Zhanna Pavlovna Stadnik
Współudział w zbrodniach przeciwko prawom i wolnościom obywateli Białorusi. Stadnik Zhanna Pavlovna jest pracownikiem organów wymiaru sprawiedliwości zaangażowanym w represje o podłożu politycznym. Stadnik Żanna wydawała wyroki skazujące w sprawach o podłożu politycznym, w których nałożyła kary w postaci grzywny w łącznej wysokości co najmniej 12 375 rubli. Prowadziła także sprawy karne. Sąd Rejonowy w Stolinie, któremu przewodniczy Stadnik, skazał nastolatka na 90 godzin prac społecznych za ulotki i graffiti przeciwko reżimowi Łukaszenki. Nałożyła grzywnę w wysokości 5000 rubli na działacza za znieważenie wiceprzewodniczącego okręgowego komitetu wykonawczego Siergieja Sidorewicza na rzecz tego ostatniego. Na rozprawie Stadnik wyjaśnił, w jaki sposób Sidorevich może uzasadnić tę kwotę, na co odpowiedział, że jest to kwota abstrakcyjna. Stadnik był całkowicie usatysfakcjonowany tą odpowiedzią. Uznała uczestników pikiety przeciwko tajnej inauguracji Łukaszenki za winnych na podstawie art. 23.34 Kodeksu wykroczeń administracyjnych „Naruszenie trybu organizowania lub przeprowadzania imprez masowych” i skazał ich na karę grzywny: dziewczęta – 25 jednostek podstawowych, chłopcy – 30. Skazanym konfiskowano telefony, które w przypadku nieuiszczenia kary miały zostać skonfiskowane w celu spłaty długu. Pociągnięci do odpowiedzialności administracyjnej odwołali się od tych decyzji do Sądu Okręgowego w Brześciu, a ten je unieważnił, ponieważ Protokół administracyjny przeciwko Siergiejowi Sachwonowi został sporządzony przez funkcjonariuszy policji z naruszeniem wymogów prawa, ale sędzia Stadnik nie dostrzegł żadnych naruszeń. Sprawa została przekazana innemu sędziemu. W rozmowie z mediami Stadnik powiedziała, że kieruje się zasadą: żyj tak, aby nie wstydzić się ani jednego dnia, który przeżyjesz, ani jednego zdania, bo każdy z nich jest czyimś przeznaczeniem.

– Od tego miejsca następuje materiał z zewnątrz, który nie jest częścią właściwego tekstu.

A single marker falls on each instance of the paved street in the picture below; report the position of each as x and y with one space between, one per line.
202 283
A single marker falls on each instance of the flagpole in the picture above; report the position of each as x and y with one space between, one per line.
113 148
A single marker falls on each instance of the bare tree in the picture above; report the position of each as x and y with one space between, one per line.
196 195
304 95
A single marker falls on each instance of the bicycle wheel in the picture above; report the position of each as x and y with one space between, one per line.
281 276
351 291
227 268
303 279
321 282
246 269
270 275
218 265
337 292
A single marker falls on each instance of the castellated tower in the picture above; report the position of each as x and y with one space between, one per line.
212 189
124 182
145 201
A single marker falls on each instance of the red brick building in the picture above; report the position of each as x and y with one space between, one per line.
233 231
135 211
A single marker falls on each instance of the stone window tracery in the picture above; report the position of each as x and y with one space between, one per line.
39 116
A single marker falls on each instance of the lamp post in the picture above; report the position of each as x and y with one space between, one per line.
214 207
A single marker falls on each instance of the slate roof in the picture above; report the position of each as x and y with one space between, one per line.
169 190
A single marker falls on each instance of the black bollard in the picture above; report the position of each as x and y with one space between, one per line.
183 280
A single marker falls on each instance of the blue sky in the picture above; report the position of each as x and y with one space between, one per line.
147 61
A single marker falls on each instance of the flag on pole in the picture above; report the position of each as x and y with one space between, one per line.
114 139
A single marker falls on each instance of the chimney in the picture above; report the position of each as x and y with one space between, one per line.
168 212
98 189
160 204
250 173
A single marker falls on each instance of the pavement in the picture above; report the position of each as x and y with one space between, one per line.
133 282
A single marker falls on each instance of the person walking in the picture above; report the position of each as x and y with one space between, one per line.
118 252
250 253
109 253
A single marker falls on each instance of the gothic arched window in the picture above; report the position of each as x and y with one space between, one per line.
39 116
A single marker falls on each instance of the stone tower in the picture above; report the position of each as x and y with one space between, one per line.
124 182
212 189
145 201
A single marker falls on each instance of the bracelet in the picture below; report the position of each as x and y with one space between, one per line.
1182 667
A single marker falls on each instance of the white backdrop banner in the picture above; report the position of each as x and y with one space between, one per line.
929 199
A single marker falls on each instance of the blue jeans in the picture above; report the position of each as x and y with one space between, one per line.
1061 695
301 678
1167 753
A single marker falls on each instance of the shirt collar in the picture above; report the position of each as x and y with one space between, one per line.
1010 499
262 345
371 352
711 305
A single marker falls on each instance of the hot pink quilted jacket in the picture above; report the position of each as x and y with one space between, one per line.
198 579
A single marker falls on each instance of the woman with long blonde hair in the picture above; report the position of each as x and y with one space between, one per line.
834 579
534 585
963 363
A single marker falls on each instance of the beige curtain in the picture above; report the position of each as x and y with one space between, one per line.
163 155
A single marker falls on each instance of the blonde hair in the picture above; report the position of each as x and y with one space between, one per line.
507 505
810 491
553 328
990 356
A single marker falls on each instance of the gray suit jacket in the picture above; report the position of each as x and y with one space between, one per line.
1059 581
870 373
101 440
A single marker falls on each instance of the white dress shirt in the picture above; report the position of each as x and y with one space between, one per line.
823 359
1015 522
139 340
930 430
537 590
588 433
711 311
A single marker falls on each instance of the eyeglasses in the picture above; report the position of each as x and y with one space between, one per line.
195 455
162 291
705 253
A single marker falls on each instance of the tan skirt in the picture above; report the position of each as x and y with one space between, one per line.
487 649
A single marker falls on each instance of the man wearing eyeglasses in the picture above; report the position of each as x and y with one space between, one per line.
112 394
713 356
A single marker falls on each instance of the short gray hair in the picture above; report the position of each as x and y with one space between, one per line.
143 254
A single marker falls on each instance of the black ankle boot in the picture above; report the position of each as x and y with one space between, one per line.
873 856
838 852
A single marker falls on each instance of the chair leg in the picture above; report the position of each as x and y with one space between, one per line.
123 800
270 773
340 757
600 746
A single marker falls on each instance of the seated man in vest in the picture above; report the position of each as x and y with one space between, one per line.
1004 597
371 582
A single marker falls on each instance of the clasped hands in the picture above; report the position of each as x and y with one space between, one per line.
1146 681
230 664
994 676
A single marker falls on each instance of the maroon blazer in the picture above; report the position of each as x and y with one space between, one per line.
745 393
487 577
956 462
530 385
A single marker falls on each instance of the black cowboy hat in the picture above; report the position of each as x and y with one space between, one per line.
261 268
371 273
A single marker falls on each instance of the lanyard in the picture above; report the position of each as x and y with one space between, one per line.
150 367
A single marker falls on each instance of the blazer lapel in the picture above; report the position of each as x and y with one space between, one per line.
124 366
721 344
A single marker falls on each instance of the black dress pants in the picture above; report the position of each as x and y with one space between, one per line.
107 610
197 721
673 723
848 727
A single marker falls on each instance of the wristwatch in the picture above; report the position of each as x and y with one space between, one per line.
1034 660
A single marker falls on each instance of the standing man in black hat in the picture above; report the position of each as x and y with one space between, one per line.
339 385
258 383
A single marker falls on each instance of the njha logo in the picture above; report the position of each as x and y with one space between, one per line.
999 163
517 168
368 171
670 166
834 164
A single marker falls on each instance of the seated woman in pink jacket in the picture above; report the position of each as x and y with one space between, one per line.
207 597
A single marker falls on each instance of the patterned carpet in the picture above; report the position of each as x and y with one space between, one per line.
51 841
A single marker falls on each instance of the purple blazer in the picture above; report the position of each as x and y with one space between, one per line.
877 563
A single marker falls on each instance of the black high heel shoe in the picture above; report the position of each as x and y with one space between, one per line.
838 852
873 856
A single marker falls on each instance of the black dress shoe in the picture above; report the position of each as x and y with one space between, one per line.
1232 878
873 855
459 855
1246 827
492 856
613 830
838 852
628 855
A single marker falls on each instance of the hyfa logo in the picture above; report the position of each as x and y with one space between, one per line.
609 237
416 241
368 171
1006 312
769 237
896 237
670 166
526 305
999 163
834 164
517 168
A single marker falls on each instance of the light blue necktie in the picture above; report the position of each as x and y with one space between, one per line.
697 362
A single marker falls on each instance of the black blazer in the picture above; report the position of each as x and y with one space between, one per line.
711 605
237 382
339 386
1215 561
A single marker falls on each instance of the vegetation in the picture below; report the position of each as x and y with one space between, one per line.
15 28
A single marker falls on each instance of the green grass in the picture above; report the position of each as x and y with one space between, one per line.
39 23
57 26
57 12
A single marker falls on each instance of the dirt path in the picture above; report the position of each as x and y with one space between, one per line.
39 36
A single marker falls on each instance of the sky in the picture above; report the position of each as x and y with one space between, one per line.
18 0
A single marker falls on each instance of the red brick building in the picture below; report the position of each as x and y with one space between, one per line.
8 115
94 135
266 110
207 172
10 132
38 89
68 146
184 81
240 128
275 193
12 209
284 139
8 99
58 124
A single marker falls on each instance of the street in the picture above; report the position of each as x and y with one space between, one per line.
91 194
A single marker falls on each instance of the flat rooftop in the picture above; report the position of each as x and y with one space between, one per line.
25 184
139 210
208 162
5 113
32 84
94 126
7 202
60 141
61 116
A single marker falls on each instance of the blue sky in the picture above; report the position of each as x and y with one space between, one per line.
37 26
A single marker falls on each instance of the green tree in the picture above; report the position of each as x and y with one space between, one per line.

Współudział w zbrodniach przeciwko prawom i wolnościom obywateli Białorusi. Stadnik Zhanna Pavlovna jest pracownikiem organów wymiaru sprawiedliwości zaangażowanym w represje o podłożu politycznym. Stadnik Żanna wydawała wyroki skazujące w sprawach o podłożu politycznym, w których nałożyła kary w postaci grzywny w łącznej wysokości co najmniej 12 375 rubli. Prowadziła także sprawy karne. Sąd Rejonowy w Stolinie, któremu przewodniczy Stadnik, skazał nastolatka na 90 godzin prac społecznych za ulotki i graffiti przeciwko reżimowi Łukaszenki. Nałożyła grzywnę w wysokości 5000 rubli na działacza za znieważenie wiceprzewodniczącego okręgowego komitetu wykonawczego Siergieja Sidorewicza na rzecz tego ostatniego. Na rozprawie Stadnik wyjaśnił, w jaki sposób Sidorevich może uzasadnić tę kwotę, na co odpowiedział, że jest to kwota abstrakcyjna. Stadnik był całkowicie usatysfakcjonowany tą odpowiedzią. Uznała uczestników pikiety przeciwko tajnej inauguracji Łukaszenki za winnych na podstawie art. 23.34 Kodeksu wykroczeń administracyjnych „Naruszenie trybu organizowania lub przeprowadzania imprez masowych” i skazał ich na karę grzywny: dziewczęta – 25 jednostek podstawowych, chłopcy – 30. Skazanym konfiskowano telefony, które w przypadku nieuiszczenia kary miały zostać skonfiskowane w celu spłaty długu. Pociągnięci do odpowiedzialności administracyjnej odwołali się od tych decyzji do Sądu Okręgowego w Brześciu, a ten je unieważnił, ponieważ Protokół administracyjny przeciwko Siergiejowi Sachwonowi został sporządzony przez funkcjonariuszy policji z naruszeniem wymogów prawa, ale sędzia Stadnik nie dostrzegł żadnych naruszeń. Sprawa została przekazana innemu sędziemu. W rozmowie z mediami Stadnik powiedziała, że kieruje się zasadą: żyj tak, aby nie wstydzić się ani jednego dnia, który przeżyjesz, ani jednego zdania, bo każdy z nich jest czyimś przeznaczeniem.